Sr. IT Risk Advisor
- Job Title
- Sr. IT Risk Advisor
- Job ID
- Cincinnati, OH 45202
- Other Location
Title: Sr. IT Risk Advisor
Terms: Direct Hire
Location: Cincinnati, OH
Conexess Group is a staffing company that specializes in finding the right talent for our clients and connecting people with new opportunities.
Our client is a technology focused leader in the financial industry, and they are looking for a Sr. IT Risk Advisor. This position is responsible for implementing information technology risk management strategies identified by Business Controls and/or Technology Risk Managers. This position will be assigned overall responsibility for key areas and will have accountability for proper planning, prioritization and execution of supporting technology risk responsibilities. This position is responsible for hands-on execution of control/risk assessments and the development of control enhancement recommendations. Responsible and accountable for risk by openly exchanging ideas and opinions, elevating concerns, and personally following policies and procedures as defined. While operating within the organization’s risk appetite, this person achieves results by consistently identifying, assessing, managing, monitoring, and reporting risks of all types.
- Support Business Controls/Technology Risk in the execution of responsibilities to conduct risk assessments, implement self-assessment programs, perform technical research on risk topics, and other activities that support risk management goals for IT.
- Some of the primary responsibilities include:
- Support Business Controls/Technology Risk leadership on the implementation of information technology risk management strategy and operating priorities.
- Support the integration of the IT/technology risk management practices into key Information Technology and business areas.
- Build effective relationships with key individuals who own and support processes you are responsible for evaluating, including the appropriate line-of-business risk managers.
- Perform ongoing planning and prioritization of key projects and activities to ensure that resources are applied to the most critical areas.
- Communicate with Business Controls/Technology Risk Manager, as needed, to ensure proper prioritization and management of workload.
- Participate on projects and ensure that key IT risks are being adequately addressed.
- Coordinate with project managers to ensure that issues are identified, action plans are in place and that PLC requirements are being met.
- Perform risk assessments on key IT processes or assets, identify vulnerabilities and propose solutions to mitigate risk.
- Perform due diligence and risk assessments on IT service providers.
- Work with IT areas in developing an effective self-assessment process for proactively identifying risks associated with processes, applications and technical infrastructure components.
- Support compliance with applicable regulations, which include, but is not limited to the following: the FDIC Improvement Act, the Sarbanes-Oxley Act of 2002 and the Gramm-Leach-Bliley Act of 1999.
- Support the resolution of Internal Audit, regulatory, or Risk Management related issues that could impact the confidentiality, availability or integrity of data or processes.
- Create effective risk assessment documentation supporting work performed, including formal communication on risk assessment results.

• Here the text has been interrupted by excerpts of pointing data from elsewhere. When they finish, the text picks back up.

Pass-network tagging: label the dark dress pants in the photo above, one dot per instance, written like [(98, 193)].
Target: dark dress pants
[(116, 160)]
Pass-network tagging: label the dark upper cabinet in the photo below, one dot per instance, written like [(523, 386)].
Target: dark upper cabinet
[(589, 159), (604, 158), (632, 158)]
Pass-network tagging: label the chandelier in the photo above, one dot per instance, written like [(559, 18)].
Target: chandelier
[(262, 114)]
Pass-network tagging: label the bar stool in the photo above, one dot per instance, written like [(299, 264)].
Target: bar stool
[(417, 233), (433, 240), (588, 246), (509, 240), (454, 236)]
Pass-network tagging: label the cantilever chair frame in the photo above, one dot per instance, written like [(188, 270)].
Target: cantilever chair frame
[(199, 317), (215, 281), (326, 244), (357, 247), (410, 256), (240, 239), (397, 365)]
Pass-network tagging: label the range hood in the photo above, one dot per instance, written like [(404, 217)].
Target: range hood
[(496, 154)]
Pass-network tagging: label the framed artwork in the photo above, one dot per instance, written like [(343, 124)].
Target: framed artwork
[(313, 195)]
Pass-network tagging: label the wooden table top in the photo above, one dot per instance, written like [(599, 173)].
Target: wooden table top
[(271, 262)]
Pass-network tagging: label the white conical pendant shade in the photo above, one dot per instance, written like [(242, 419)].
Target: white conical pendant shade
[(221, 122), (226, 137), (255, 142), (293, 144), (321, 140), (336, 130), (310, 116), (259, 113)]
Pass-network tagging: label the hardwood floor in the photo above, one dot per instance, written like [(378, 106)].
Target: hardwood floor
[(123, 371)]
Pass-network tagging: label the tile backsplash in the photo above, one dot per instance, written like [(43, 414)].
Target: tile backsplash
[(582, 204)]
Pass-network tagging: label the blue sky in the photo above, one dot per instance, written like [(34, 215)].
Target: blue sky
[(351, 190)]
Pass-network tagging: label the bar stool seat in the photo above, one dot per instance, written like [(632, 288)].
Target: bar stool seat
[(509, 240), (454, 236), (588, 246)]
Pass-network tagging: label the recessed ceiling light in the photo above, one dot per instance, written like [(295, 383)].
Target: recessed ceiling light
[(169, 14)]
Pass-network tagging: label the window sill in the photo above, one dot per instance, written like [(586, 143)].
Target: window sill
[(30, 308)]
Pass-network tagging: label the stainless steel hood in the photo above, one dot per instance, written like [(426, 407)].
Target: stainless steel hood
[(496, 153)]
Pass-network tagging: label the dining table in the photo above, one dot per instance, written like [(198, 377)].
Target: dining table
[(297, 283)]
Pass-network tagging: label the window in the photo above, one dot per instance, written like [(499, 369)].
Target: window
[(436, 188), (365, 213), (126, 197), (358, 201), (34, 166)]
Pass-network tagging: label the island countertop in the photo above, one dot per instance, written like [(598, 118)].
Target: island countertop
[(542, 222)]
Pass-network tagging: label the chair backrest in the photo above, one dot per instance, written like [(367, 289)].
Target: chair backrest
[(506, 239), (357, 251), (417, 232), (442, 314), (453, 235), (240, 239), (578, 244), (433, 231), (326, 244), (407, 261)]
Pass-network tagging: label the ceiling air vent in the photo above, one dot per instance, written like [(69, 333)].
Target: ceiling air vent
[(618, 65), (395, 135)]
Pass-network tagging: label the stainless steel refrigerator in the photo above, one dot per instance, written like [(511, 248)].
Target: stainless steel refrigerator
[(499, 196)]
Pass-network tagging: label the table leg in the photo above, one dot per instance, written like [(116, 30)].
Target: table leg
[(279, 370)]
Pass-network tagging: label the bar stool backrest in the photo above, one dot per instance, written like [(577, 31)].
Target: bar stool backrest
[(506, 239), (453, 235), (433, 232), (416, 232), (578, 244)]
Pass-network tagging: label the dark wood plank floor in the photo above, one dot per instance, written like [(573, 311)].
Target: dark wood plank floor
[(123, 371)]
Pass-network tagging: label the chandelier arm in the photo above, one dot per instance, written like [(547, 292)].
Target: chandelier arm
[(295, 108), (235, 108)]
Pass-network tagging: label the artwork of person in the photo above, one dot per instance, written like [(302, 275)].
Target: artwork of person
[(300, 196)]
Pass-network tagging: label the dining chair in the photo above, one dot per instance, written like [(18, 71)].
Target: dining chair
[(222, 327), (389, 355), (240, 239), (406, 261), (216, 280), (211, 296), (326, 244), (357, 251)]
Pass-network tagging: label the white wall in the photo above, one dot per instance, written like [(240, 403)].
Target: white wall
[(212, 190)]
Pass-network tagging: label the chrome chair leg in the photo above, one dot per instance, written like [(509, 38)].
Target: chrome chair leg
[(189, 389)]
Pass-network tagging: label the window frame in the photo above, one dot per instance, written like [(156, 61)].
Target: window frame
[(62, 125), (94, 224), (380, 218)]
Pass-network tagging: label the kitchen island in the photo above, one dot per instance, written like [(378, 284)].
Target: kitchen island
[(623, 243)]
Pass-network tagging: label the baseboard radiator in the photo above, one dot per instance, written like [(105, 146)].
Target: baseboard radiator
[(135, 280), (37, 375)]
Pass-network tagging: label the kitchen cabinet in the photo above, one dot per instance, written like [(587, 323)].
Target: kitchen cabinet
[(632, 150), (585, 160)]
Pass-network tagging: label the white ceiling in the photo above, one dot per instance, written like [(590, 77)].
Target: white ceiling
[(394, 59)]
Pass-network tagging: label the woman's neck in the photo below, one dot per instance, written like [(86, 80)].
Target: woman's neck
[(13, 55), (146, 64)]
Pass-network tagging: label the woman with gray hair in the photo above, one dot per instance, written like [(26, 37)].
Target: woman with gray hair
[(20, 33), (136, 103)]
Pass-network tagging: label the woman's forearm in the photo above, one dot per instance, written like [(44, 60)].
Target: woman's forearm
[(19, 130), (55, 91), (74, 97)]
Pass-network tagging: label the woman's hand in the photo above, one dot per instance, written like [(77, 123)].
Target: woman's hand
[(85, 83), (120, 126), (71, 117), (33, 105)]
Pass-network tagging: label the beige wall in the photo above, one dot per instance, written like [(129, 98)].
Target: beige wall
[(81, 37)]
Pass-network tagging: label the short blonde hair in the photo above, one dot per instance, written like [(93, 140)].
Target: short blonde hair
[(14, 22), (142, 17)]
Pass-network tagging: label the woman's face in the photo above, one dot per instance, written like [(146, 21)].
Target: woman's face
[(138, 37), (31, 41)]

- Be able to deliver effective presentations to management on summary of work performed and findings.
- Less than 10% travel
- Must be authorized to work for US employer without sponsorship
- Four to six years of information technology experience required. Desired experience should include a foundation in IT security and controls
- Previous experience performing hands-on IT risk assessments, information security consulting or IT audits
- At least one relevant technical or professional certification, such as CISA or CISSP, highly preferred
- Must possess excellent written and verbal communication skills, with a proven track record of interacting effectively with end-users and technology professionals.
- Able to work on multiple projects concurrently, manage time effectively and require minimal supervision in the execution of IT Risk Analyst responsibilities
- Must possess strong analytical capabilities and have a desire to learn new things.
- Bachelor's degree required, preferably in computer science or information systems.